Where do we find those SSL certificates? What type is needed? How much does one cost? So, in answer to the first question, we turn to our favourite search engine. I use Google. Meh, don’t hate me.  In a conversation with TELUS sales, I was told ‘No, it is not provided. Go anywhere, IE Godaddy HostMonster and others, and find the most affordable one. Use the Installer found on the Server. Yes, there is installation support.’ I assume the answer from Shaw would be the same if they don’t provide it. SSL Type search informed me we need a single domain server, with prices starting at $5.99 for a 5-year plan. I could use a ‘Wildcard’ SSL but that cost likely is prohibitive for a nonprofit to sustain. Renewal cost after perhaps 5 years is about a buck higher most of the time, on the one I chose anyway, which I assume is fixed for further renewals. I found this one at https://www.namecheap.com/security/ssl-certificates/single-domain/. The prices listed are on a long-term rate, a lump sum of 12 (* number of months in years from 1 to 5) months paid in one large amount) is what they ask for. A website owner can choose a maximum of 5 years or as short of a year as most servers. If you were to build a website on that server, the cost of space usually includes the certificate as mentioned above in the same increments. Renewing at the same server for whatever reason is slightly more expensive as something servers do as a sales gimmick focused on new clients but losing the renewals to other servers where the expensive domain fits but the customer keeps the less expensive server space perhaps with a slightly altered ‘.com’ or ‘.ca’ or ‘.info’ even designation.

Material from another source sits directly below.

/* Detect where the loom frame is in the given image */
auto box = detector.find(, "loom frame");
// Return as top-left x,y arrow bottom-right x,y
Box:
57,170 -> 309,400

For Non Profits of Canada, this can be a hindrance to install the certificate on a domain they own with ‘http’. It’s an expensive upgrade that remains the length of the time their websites are on that server so generously offered but not supplying a certificate. Perhaps we should all look at grants together. A google search for Non-Profit Grants in Canada brought this link-up focused on website improvements. It also brought this one to filter through at our government’s available grants website; it’s focused on British Columbia. Once it is installed, a ‘plugin’ to the WordPress Website will be installed for Volunteer Hrs. That’s a service I’m looking into used by another nonprofit I connect to, ‘Trackitforward’ which has prices starting at $12 a month paid annually, $144. Volunteer Hrs? Whazzup with that? Apparently, when a registered Non-Profit receives funds from the Province of British Columbia and others, they love seeing the results of the support. Stakeholders, including website visitors. Wouldn’t it be a great thing to celebrate on a website accessible to everyone, the most diverse group of stakeholder’s first contact? They support Volunteer driven projects. Volunteerism assists all aspects of human life.

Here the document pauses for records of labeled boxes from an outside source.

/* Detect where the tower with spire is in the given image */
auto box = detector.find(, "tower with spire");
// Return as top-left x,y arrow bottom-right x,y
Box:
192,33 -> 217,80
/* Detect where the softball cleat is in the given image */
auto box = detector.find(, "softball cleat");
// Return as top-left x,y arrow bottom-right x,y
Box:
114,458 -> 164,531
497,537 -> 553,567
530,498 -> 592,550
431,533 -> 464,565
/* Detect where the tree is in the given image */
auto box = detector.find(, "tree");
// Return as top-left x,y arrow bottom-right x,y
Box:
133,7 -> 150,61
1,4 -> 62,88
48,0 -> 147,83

Volunteers are smart. They enter their information better on a secure HTTPS website so staff can record work and people on official forms privately. The information displayed publicly is the hours they work collectively while stakeholders reach for credit cards for a worthy active volunteer organization project. On a secure website, donations and memberships can be asked for and accepted. If you are the ones with a credit card supporting Non-profits above the appreciated gaming funds many receive thanks to our government, I hope you’re still reading this. I personally thank you for that and rest assured, they are trying to make to so your donations simpler and more direct. I thank you as well for following my rantings that I try to pass off as education.